This time next week, we won’t just know whether England has made it through the group stage of Euro 2016, we’ll also know the outcome of the other big European question: are we heading for Brexit?

Liz Hamson, editor of Propety Week

While the England football team kicked off the tournament playing the beautiful game beautifully, wouldn’t we all have preferred it if they had won ugly against Russia?

Conversely, wouldn’t it be great if the competing teams in the EU referendum had NOT resorted to ugly tactics. Unfortunately, and utterly predictably, that game got very ugly indeed this week as opportunists in the ‘leave’ camp hijacked the Orlando mass shooting to their own ends.

Pro-Brexit group Leave.EU posted a tweet urging people to: “Act now before we see an Orlando-style atrocity here before too long” and “Vote for greater security on June23. Vote #Leave.”

Tasteless in the extreme, the tweet was slammed by education secretary Nicky Morgan as “shameful” and even fellow Brexiteer Iain Duncan Smith condemned the comment, saying the tragedy had “nothing to do with this debate at all”.

It doesn’t, but that doesn’t stop people from shamelessly using it to stoke fears over Islamic extremism or making the all-too-easy leap to the issue at the heart of the Leave campaign’s rhetoric: immigration. The two camps are both waging fear campaigns, of course - the other centred on the economic impact of Brexit - and you could say that the head versus heart debate has been distilled down to these two issues.

If only it hadn’t been. The Brexit camp has gained an alarming amount of ground in the last few weeks, which means the industry could be in for a rough ride in the coming months.

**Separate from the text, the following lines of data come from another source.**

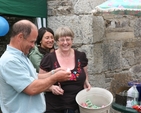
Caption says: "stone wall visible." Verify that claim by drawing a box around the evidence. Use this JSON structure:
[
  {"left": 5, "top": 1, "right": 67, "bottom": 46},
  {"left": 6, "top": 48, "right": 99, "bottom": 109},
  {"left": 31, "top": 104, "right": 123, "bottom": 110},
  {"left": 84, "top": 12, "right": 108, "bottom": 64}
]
[
  {"left": 47, "top": 0, "right": 107, "bottom": 86},
  {"left": 47, "top": 1, "right": 141, "bottom": 112}
]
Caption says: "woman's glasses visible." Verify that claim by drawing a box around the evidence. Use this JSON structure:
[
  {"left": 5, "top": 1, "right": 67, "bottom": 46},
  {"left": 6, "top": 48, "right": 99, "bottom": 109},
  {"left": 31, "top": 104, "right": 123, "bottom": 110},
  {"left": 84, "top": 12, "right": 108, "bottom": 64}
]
[{"left": 58, "top": 38, "right": 72, "bottom": 43}]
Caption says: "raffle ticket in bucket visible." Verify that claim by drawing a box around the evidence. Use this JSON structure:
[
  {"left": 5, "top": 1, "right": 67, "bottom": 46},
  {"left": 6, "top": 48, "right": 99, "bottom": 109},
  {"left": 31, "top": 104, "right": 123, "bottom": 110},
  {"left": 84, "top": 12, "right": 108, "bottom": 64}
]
[{"left": 76, "top": 87, "right": 113, "bottom": 113}]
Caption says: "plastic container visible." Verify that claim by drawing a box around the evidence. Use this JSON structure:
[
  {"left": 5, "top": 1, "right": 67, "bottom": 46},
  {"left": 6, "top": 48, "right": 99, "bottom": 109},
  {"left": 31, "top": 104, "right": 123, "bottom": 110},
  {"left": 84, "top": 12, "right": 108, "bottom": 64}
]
[
  {"left": 126, "top": 85, "right": 139, "bottom": 108},
  {"left": 75, "top": 87, "right": 113, "bottom": 113},
  {"left": 128, "top": 81, "right": 141, "bottom": 102}
]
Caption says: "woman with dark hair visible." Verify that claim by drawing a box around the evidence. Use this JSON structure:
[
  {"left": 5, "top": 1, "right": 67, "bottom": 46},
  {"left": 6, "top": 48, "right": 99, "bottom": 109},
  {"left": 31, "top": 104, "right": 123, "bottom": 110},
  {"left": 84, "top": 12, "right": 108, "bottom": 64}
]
[{"left": 29, "top": 27, "right": 55, "bottom": 72}]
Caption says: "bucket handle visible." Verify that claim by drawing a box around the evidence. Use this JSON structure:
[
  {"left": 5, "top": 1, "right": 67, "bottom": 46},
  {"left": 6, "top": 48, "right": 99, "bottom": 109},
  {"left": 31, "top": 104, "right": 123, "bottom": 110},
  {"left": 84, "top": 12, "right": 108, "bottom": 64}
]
[{"left": 107, "top": 109, "right": 110, "bottom": 113}]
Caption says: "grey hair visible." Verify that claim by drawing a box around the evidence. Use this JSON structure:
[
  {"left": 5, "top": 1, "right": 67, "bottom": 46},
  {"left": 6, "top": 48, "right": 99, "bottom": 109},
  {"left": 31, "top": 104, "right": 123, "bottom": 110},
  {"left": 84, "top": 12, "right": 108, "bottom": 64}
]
[{"left": 54, "top": 26, "right": 74, "bottom": 41}]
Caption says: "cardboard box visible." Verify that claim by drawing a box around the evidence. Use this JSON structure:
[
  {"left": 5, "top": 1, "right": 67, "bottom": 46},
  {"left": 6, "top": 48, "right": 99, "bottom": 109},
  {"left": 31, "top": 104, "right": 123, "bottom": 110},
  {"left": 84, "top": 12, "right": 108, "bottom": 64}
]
[{"left": 115, "top": 86, "right": 130, "bottom": 106}]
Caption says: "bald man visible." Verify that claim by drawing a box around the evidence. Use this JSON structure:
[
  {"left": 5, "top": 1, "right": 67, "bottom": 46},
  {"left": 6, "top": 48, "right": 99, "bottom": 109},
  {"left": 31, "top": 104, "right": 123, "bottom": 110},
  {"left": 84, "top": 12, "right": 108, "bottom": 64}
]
[{"left": 0, "top": 20, "right": 71, "bottom": 113}]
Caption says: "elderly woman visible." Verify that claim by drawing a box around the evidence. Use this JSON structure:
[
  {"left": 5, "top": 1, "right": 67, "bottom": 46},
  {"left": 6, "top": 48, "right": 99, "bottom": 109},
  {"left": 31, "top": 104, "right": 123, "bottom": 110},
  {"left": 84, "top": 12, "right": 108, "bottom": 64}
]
[
  {"left": 39, "top": 26, "right": 91, "bottom": 113},
  {"left": 29, "top": 27, "right": 54, "bottom": 72}
]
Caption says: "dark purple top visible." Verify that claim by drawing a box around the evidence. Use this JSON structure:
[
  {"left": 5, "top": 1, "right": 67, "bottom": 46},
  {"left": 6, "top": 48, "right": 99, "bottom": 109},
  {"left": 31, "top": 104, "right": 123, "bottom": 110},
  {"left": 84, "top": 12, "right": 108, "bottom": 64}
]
[{"left": 40, "top": 50, "right": 88, "bottom": 111}]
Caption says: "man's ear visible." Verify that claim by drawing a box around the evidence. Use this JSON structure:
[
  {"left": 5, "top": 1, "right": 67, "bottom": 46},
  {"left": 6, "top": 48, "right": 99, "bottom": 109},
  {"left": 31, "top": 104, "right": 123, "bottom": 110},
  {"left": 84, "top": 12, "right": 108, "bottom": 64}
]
[
  {"left": 16, "top": 33, "right": 24, "bottom": 43},
  {"left": 17, "top": 33, "right": 24, "bottom": 40}
]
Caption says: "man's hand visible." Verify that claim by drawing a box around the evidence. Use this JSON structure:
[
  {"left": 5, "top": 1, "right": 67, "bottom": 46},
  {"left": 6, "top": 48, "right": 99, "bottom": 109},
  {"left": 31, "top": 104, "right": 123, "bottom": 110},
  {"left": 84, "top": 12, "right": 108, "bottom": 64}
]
[{"left": 52, "top": 69, "right": 71, "bottom": 82}]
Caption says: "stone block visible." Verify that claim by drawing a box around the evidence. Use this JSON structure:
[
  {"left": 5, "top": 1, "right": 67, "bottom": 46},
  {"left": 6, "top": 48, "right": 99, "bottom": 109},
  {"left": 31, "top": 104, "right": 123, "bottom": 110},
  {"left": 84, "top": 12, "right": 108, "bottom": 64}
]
[
  {"left": 48, "top": 15, "right": 94, "bottom": 44},
  {"left": 93, "top": 43, "right": 103, "bottom": 74},
  {"left": 89, "top": 74, "right": 106, "bottom": 88},
  {"left": 134, "top": 18, "right": 141, "bottom": 37},
  {"left": 109, "top": 71, "right": 132, "bottom": 96},
  {"left": 129, "top": 64, "right": 141, "bottom": 78},
  {"left": 106, "top": 32, "right": 134, "bottom": 40},
  {"left": 93, "top": 16, "right": 105, "bottom": 43},
  {"left": 103, "top": 40, "right": 122, "bottom": 71},
  {"left": 77, "top": 45, "right": 94, "bottom": 75},
  {"left": 74, "top": 0, "right": 107, "bottom": 14}
]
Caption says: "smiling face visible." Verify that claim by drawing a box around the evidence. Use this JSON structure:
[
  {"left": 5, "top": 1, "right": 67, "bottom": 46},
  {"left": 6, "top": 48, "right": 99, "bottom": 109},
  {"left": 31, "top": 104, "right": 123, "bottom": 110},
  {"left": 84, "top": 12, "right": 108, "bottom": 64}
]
[
  {"left": 20, "top": 29, "right": 38, "bottom": 55},
  {"left": 9, "top": 20, "right": 39, "bottom": 55},
  {"left": 55, "top": 26, "right": 74, "bottom": 52},
  {"left": 57, "top": 36, "right": 73, "bottom": 51},
  {"left": 40, "top": 31, "right": 54, "bottom": 49}
]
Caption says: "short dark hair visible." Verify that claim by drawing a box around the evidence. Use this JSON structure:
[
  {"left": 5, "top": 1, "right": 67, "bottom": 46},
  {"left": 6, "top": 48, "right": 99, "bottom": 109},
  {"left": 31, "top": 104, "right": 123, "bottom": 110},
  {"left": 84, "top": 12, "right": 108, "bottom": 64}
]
[{"left": 36, "top": 27, "right": 54, "bottom": 45}]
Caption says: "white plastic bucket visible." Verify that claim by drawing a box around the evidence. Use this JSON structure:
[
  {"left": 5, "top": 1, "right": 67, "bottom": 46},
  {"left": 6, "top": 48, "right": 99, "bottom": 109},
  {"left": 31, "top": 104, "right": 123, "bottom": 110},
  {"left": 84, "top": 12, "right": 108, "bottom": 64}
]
[{"left": 75, "top": 87, "right": 113, "bottom": 113}]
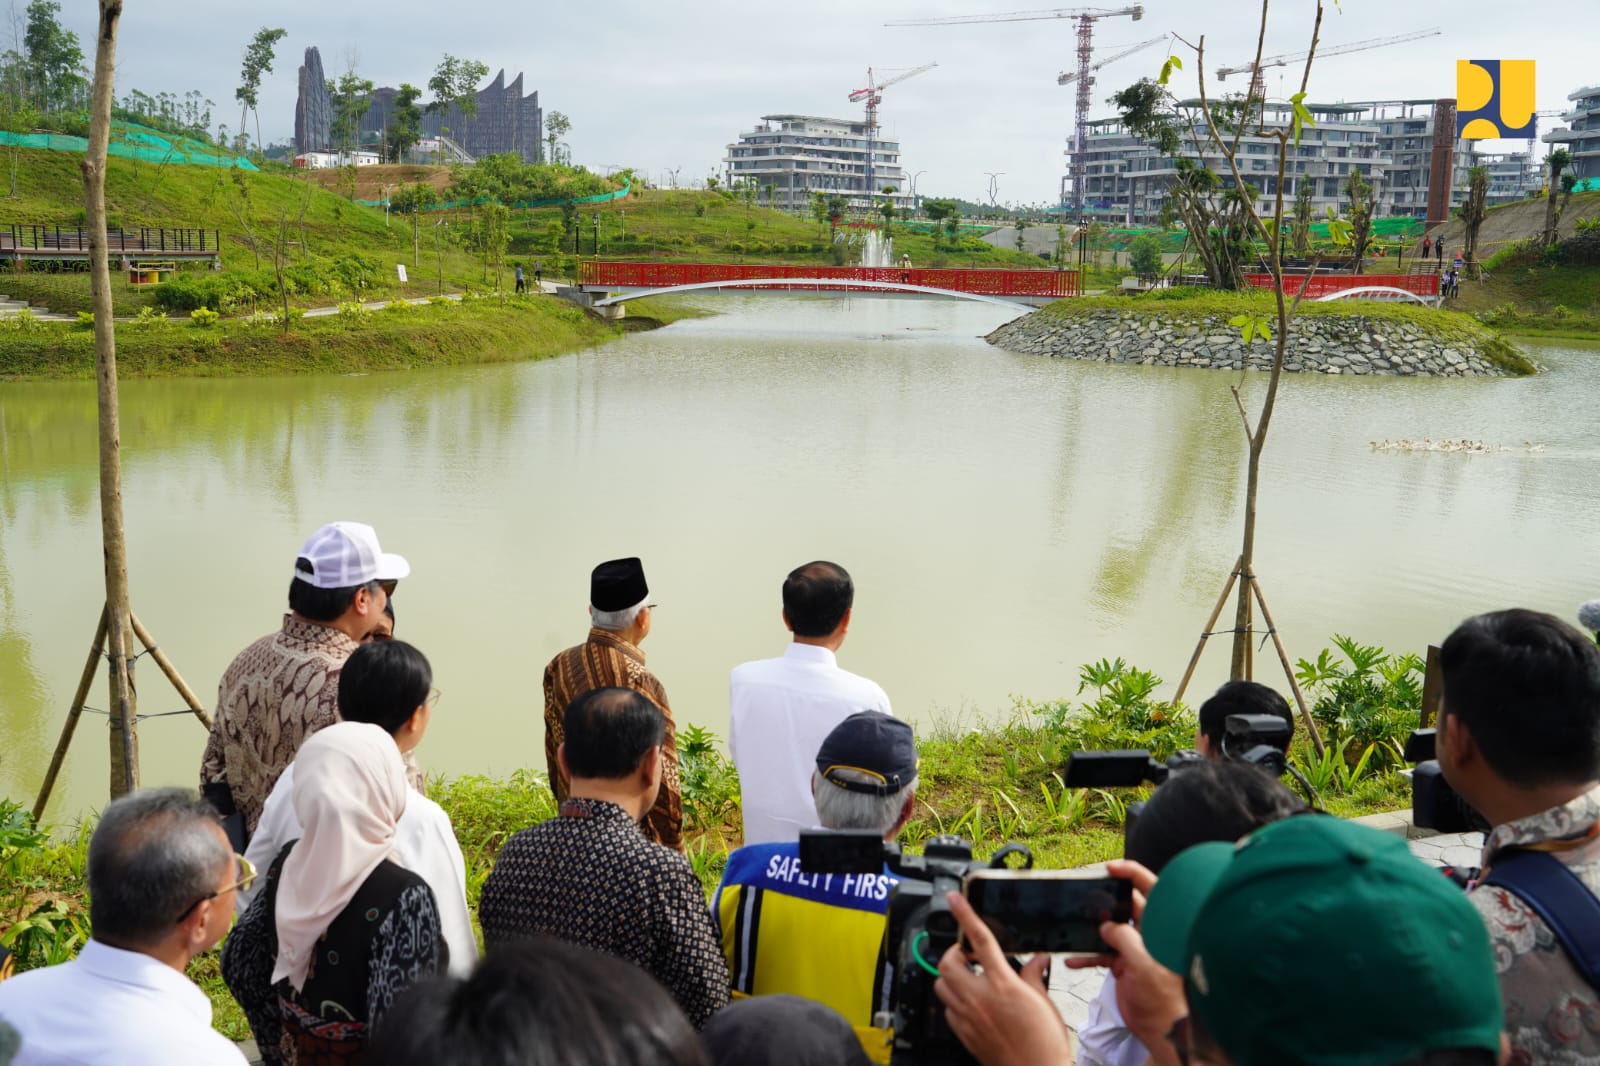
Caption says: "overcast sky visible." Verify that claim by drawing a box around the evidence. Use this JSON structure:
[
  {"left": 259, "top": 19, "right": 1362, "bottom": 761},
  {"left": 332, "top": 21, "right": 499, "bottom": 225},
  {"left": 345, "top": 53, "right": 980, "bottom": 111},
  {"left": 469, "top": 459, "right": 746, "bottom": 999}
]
[{"left": 73, "top": 0, "right": 1600, "bottom": 204}]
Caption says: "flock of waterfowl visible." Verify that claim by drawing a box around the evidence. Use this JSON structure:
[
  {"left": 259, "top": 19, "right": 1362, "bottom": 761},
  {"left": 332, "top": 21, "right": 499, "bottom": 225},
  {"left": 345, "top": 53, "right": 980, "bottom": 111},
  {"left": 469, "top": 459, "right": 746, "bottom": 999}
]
[{"left": 1369, "top": 438, "right": 1547, "bottom": 454}]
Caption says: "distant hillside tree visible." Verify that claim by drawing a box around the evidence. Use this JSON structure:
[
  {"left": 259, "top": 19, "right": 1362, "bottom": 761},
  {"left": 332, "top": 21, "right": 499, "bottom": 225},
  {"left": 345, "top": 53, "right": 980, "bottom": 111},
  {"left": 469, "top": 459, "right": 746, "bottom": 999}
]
[
  {"left": 1543, "top": 148, "right": 1572, "bottom": 245},
  {"left": 235, "top": 26, "right": 286, "bottom": 154},
  {"left": 23, "top": 0, "right": 83, "bottom": 111},
  {"left": 428, "top": 54, "right": 489, "bottom": 124},
  {"left": 329, "top": 70, "right": 374, "bottom": 160},
  {"left": 544, "top": 110, "right": 570, "bottom": 165},
  {"left": 387, "top": 83, "right": 423, "bottom": 163},
  {"left": 1461, "top": 165, "right": 1488, "bottom": 267}
]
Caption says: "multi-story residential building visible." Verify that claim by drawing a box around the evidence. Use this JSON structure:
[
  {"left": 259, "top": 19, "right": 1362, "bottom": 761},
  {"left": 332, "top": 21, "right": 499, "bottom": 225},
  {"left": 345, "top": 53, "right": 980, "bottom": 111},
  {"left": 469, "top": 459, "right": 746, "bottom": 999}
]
[
  {"left": 1543, "top": 85, "right": 1600, "bottom": 181},
  {"left": 1077, "top": 101, "right": 1393, "bottom": 226},
  {"left": 1475, "top": 151, "right": 1541, "bottom": 205},
  {"left": 724, "top": 114, "right": 911, "bottom": 211},
  {"left": 1075, "top": 97, "right": 1478, "bottom": 225}
]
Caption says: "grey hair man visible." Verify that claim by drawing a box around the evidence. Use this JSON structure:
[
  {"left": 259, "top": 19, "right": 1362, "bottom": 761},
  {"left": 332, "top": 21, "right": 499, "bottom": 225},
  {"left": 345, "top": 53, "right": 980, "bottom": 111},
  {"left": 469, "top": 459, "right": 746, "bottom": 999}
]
[
  {"left": 542, "top": 557, "right": 683, "bottom": 851},
  {"left": 712, "top": 711, "right": 919, "bottom": 1064},
  {"left": 0, "top": 789, "right": 250, "bottom": 1065}
]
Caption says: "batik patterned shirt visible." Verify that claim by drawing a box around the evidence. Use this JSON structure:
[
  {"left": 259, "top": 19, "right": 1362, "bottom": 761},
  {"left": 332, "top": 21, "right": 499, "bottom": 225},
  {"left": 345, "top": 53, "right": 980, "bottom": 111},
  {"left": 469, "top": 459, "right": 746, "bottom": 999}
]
[
  {"left": 478, "top": 797, "right": 728, "bottom": 1027},
  {"left": 1471, "top": 784, "right": 1600, "bottom": 1066},
  {"left": 201, "top": 615, "right": 359, "bottom": 834},
  {"left": 543, "top": 629, "right": 683, "bottom": 851}
]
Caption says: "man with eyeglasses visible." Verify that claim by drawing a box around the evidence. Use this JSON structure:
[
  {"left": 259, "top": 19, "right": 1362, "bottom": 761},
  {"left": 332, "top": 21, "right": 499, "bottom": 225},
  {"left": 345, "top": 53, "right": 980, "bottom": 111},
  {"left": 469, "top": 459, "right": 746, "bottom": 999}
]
[
  {"left": 0, "top": 789, "right": 251, "bottom": 1064},
  {"left": 200, "top": 521, "right": 410, "bottom": 841}
]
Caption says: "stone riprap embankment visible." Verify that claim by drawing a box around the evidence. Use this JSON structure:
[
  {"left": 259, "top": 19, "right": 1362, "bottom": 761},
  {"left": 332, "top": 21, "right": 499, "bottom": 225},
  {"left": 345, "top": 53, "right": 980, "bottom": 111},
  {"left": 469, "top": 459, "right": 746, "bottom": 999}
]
[{"left": 987, "top": 308, "right": 1522, "bottom": 377}]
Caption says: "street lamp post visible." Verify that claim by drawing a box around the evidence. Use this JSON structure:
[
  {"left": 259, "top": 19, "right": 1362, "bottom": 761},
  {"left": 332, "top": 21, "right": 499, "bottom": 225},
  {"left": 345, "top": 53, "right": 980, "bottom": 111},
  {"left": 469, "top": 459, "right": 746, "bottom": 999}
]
[
  {"left": 985, "top": 172, "right": 1005, "bottom": 211},
  {"left": 910, "top": 170, "right": 927, "bottom": 216},
  {"left": 592, "top": 213, "right": 600, "bottom": 256},
  {"left": 383, "top": 182, "right": 396, "bottom": 228}
]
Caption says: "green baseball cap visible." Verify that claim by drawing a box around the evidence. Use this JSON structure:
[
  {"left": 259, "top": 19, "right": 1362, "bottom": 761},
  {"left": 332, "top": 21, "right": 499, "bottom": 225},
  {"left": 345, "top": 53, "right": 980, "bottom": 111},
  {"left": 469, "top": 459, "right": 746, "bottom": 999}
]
[{"left": 1141, "top": 815, "right": 1502, "bottom": 1066}]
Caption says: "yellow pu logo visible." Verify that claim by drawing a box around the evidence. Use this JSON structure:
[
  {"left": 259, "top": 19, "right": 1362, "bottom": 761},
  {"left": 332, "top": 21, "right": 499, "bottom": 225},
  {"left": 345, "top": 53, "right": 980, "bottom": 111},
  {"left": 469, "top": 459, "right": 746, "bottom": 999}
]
[{"left": 1457, "top": 60, "right": 1536, "bottom": 139}]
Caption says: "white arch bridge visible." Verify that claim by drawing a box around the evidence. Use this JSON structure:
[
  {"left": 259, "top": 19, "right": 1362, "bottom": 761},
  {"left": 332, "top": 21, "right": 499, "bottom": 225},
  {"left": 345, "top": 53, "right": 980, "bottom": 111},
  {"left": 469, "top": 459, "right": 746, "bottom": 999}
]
[{"left": 576, "top": 262, "right": 1078, "bottom": 310}]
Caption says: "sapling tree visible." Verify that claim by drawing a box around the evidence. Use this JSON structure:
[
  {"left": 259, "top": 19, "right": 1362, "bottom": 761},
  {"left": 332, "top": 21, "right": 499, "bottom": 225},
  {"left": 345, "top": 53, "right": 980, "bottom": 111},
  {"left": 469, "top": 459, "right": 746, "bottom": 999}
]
[
  {"left": 1158, "top": 0, "right": 1348, "bottom": 684},
  {"left": 1342, "top": 165, "right": 1374, "bottom": 273},
  {"left": 544, "top": 110, "right": 570, "bottom": 166},
  {"left": 1542, "top": 148, "right": 1572, "bottom": 245}
]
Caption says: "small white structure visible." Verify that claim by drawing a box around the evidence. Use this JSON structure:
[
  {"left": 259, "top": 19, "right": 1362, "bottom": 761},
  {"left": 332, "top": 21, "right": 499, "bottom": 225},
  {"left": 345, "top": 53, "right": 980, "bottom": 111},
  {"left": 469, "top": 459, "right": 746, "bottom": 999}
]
[{"left": 293, "top": 150, "right": 382, "bottom": 169}]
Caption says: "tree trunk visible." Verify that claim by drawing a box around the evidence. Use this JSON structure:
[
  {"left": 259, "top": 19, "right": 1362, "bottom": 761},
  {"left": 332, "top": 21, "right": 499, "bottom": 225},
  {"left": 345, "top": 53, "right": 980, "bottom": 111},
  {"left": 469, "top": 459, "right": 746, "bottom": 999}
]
[
  {"left": 83, "top": 0, "right": 138, "bottom": 798},
  {"left": 1544, "top": 169, "right": 1561, "bottom": 244},
  {"left": 1230, "top": 440, "right": 1263, "bottom": 677}
]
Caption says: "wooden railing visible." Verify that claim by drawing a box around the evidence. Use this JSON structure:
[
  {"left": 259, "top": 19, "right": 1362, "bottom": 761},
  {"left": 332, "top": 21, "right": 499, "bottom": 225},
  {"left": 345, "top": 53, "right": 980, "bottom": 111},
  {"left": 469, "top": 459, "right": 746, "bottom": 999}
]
[{"left": 0, "top": 224, "right": 221, "bottom": 254}]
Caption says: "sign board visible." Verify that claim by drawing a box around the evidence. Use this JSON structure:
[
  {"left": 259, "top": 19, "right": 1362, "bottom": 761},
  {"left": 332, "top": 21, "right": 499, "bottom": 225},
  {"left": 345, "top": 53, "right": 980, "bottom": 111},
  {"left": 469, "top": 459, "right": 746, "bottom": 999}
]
[{"left": 396, "top": 264, "right": 408, "bottom": 283}]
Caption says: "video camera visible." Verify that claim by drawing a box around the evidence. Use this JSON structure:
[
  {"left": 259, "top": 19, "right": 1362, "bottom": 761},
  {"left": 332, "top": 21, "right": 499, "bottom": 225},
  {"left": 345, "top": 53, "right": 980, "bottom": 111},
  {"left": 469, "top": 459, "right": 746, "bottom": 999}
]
[
  {"left": 799, "top": 831, "right": 1130, "bottom": 1066},
  {"left": 1403, "top": 729, "right": 1489, "bottom": 834},
  {"left": 799, "top": 831, "right": 1024, "bottom": 1066},
  {"left": 1061, "top": 714, "right": 1297, "bottom": 832}
]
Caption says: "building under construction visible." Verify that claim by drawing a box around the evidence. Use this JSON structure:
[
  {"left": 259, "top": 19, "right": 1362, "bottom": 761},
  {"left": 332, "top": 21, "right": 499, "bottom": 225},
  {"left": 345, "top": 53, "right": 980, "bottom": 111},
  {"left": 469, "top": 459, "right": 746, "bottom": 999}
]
[
  {"left": 723, "top": 115, "right": 912, "bottom": 211},
  {"left": 1077, "top": 97, "right": 1508, "bottom": 227}
]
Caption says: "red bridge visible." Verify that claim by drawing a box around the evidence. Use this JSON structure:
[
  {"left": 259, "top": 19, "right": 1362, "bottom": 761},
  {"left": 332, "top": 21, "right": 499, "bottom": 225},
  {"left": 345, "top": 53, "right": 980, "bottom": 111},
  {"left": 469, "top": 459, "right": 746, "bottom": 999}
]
[
  {"left": 577, "top": 261, "right": 1078, "bottom": 307},
  {"left": 1241, "top": 272, "right": 1439, "bottom": 300}
]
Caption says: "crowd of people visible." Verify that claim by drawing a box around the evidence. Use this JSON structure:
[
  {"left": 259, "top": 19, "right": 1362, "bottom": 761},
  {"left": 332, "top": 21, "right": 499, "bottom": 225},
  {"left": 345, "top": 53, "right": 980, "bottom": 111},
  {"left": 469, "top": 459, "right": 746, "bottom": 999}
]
[{"left": 0, "top": 519, "right": 1598, "bottom": 1066}]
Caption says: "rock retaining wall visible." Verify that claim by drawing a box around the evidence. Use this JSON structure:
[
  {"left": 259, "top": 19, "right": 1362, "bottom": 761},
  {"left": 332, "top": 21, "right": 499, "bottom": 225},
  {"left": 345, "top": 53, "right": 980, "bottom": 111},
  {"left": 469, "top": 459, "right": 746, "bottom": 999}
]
[{"left": 987, "top": 310, "right": 1513, "bottom": 377}]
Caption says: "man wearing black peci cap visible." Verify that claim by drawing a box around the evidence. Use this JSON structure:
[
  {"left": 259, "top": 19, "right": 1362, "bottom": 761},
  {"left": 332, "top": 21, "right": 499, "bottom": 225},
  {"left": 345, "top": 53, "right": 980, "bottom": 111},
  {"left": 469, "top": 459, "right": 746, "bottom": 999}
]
[
  {"left": 543, "top": 557, "right": 682, "bottom": 851},
  {"left": 712, "top": 711, "right": 919, "bottom": 1065}
]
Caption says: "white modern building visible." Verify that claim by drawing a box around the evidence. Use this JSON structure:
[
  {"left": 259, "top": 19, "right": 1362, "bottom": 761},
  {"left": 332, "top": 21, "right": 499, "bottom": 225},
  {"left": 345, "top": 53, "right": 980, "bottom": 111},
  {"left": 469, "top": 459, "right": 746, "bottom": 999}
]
[
  {"left": 724, "top": 114, "right": 912, "bottom": 211},
  {"left": 1076, "top": 97, "right": 1480, "bottom": 225},
  {"left": 1543, "top": 85, "right": 1600, "bottom": 181},
  {"left": 1475, "top": 151, "right": 1541, "bottom": 205}
]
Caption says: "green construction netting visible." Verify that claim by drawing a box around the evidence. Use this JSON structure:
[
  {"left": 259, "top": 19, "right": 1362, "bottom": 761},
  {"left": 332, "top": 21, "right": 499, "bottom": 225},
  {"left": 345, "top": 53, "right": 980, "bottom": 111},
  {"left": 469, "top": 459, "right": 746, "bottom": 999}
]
[
  {"left": 357, "top": 178, "right": 631, "bottom": 210},
  {"left": 0, "top": 121, "right": 257, "bottom": 169}
]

Reflecting on 50 years in property, Sir Stuart Lipton said Brexit represented the biggest potential challenge facing the industry. A survey carried out by Property Week underscores his fears, with 58% predicting house prices would flatline or fall in London if we left and 62% forecasting a fall in foreign investment in the wider UK market.

Sir Stuart Lipton

Sir Stuart Lipton fears the wider-reaching impact of the EU Referendum

Some argue that this would open the door to domestic buyers and renters, but the feeling at the London Real Estate Forum this week was that Brexit could stall housing delivery just as the way as well as the will is found to tackle the crisis. During a debate I chaired on housing delivery, there was much talk of the importance of partnerships, build-to-rent and modular housing, with Berkeley Group supremo Tony Pidgley describing its new modular concept, The Urban House, as a potential “game-changer”.

Berkeley believes fewer homes would be built in the event of Brexit. “Staying in Europe will help us build more homes”, says Pidgley, adding bluntly: “We don’t have enough skilled workers in Britain and we need the labour.”

But while he is in the ‘remain’ camp, he thinks the general public are “so fed up with the politicians” they might vote for Brexit. I hope not and that common sense prevails. In the meantime, and in light of Steve Norris’s observations regarding the weather, I’ll be praying for sunshine next Thursday.